Post details: Bicentennial Man


Permalink 12:12:26 pm, Categories: Review, Film, 476 words   English (UK)

Bicentennial Man


This is an Asimov story about robots. In fact our lead Andrew Martin's first act when he arrives in the Martin household is to give a presentation on the 3 laws of robotics.

I've not read either of the stories that gave rise to Bicentennial Man, but I have read a lot of Asimov's robot stories, and it's clear to me that the ending of this film makes no sense whatsoever.

In order to acheive his dream of being recognised as human, Andrew has Rupert replace his circulatory fluids, with new fluids that will degrade his inner workings and cause him to age. To give him an vague but finite lifespan. He asks Rupert to do this, knowing that it will damage him and eventually cause him to cease functioning. His reasons for doing this are entirely personal and they do not come about from a need to avoid harming another human, or from any orders given to him.

3. A robot must protect its own existence as long as such protection does not conflict with the First or Second Law.
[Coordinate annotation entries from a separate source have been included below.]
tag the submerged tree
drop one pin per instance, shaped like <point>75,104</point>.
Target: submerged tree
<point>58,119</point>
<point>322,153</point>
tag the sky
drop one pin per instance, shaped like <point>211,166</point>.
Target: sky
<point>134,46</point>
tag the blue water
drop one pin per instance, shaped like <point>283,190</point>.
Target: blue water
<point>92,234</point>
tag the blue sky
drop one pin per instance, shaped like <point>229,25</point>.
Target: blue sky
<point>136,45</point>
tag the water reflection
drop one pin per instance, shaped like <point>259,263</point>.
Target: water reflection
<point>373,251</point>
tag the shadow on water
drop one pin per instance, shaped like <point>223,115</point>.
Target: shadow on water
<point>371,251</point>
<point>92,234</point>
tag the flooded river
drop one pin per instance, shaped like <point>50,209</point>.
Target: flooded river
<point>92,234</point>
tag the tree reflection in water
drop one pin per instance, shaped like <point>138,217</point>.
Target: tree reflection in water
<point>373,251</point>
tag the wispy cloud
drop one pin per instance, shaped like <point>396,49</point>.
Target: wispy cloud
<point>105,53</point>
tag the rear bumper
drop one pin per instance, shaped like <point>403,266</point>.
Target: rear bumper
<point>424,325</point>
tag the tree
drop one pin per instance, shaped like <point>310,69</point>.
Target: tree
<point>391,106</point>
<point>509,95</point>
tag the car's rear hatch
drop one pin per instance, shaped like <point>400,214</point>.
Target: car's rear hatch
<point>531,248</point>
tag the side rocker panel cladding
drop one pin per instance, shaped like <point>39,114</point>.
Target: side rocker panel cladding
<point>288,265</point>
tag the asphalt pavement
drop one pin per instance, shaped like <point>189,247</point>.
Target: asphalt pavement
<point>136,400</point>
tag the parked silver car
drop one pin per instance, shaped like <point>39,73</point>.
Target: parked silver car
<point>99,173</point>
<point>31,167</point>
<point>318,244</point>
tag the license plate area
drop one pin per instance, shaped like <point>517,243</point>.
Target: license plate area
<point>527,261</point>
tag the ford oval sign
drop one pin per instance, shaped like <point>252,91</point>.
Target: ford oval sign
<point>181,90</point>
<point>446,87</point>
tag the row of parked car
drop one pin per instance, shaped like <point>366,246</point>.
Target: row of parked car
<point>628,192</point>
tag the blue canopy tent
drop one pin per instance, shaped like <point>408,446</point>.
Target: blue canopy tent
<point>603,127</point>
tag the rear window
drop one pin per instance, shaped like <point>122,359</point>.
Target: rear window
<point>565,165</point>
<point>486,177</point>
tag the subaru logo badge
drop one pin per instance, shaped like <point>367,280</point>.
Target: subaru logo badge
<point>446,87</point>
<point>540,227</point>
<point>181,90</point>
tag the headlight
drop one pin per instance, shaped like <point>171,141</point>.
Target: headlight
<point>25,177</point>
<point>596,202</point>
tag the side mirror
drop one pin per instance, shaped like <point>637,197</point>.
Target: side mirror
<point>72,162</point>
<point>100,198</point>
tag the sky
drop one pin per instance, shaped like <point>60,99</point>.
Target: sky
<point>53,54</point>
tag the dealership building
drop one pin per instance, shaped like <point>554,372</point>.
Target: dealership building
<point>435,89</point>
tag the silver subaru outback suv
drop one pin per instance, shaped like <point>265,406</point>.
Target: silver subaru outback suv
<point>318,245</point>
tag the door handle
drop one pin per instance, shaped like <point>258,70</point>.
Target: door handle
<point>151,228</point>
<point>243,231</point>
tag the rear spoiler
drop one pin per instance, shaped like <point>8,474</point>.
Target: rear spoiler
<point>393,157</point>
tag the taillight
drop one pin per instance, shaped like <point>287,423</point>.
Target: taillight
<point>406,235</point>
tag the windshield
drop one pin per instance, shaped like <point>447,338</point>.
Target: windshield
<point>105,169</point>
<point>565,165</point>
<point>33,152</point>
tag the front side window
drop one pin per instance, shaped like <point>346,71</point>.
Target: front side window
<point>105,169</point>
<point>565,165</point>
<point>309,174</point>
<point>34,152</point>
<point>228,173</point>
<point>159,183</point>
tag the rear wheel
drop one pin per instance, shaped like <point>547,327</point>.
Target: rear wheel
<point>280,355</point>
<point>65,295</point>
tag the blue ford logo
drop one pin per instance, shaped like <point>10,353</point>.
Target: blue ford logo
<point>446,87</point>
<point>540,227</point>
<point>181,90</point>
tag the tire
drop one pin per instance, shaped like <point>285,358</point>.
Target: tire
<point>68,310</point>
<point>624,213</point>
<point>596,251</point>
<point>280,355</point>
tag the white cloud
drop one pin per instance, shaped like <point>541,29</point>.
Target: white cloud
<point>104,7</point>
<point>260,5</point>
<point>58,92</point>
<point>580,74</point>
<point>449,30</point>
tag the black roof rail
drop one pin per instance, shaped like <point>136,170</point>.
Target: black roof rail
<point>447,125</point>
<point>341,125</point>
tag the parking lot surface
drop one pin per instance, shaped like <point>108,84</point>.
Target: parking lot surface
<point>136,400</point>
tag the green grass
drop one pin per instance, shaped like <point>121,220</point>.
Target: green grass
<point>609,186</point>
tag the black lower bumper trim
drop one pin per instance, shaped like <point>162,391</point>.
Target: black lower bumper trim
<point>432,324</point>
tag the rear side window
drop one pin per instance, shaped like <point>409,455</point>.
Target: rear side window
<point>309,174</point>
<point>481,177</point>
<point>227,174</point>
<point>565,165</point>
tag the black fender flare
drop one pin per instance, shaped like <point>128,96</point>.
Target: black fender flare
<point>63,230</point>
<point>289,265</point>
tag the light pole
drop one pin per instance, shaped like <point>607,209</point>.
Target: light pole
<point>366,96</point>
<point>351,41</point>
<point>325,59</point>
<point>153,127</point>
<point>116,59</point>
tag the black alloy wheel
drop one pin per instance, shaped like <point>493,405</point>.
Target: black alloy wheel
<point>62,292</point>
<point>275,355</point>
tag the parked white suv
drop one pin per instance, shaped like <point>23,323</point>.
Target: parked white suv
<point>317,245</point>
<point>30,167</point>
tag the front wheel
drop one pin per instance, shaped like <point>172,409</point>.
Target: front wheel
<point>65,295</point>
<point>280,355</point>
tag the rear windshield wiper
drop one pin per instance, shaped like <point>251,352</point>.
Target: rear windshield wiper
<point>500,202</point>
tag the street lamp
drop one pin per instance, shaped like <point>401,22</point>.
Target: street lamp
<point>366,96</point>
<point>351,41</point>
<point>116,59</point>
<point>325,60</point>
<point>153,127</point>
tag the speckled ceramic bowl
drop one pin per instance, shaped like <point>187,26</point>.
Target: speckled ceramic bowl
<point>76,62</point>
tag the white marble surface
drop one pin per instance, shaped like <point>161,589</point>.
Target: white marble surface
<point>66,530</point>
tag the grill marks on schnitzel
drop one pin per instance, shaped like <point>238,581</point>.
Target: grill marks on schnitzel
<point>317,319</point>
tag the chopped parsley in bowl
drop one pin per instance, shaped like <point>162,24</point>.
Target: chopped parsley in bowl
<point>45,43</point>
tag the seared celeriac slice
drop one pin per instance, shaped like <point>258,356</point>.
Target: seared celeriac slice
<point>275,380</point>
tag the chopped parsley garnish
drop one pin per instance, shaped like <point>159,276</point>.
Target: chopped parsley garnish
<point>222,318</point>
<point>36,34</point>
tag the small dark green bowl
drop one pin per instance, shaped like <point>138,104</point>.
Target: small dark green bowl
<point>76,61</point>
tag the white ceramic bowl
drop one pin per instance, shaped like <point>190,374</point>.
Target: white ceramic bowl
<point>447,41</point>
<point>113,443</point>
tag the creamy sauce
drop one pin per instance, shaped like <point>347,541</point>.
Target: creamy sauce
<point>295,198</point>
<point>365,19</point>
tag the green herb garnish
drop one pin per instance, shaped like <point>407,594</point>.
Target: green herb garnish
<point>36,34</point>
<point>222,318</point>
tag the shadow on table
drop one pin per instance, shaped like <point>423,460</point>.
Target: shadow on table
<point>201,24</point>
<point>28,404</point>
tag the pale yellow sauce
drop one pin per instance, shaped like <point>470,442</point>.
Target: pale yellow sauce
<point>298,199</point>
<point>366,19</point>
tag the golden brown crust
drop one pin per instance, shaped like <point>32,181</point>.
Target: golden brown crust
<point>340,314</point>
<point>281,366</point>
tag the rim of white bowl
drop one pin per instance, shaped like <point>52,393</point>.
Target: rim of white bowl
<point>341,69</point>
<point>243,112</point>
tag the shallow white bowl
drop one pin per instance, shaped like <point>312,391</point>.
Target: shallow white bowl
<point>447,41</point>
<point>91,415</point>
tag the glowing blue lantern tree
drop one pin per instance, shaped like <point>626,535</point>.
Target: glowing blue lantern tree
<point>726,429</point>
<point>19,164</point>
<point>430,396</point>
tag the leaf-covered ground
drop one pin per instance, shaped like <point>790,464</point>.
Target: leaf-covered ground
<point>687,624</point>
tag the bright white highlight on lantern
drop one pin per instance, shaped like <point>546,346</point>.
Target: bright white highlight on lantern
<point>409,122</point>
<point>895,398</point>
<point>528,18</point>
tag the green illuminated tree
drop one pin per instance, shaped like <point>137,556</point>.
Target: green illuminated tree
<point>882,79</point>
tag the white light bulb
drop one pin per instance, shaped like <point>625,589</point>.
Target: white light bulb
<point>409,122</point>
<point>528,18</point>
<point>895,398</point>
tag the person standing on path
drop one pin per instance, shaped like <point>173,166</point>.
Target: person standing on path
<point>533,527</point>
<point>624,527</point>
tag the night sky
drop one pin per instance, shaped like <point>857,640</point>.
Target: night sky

Finally at the end of the film, after Andrew has passed away. Portia asks Galatea to unplug her from the life support machines. In fact she orders Galatea to do it.

1. A robot may not injure a human being or, through inaction, allow a human being to come to harm.

Both of these occurences in the film show robots with Asimovian positronic brains contravening the laws of robotics.

It's just not possible in a world consistent with Asimov's vision.

The more I think about it, the more it riles.

I'm going to have to go and lie down.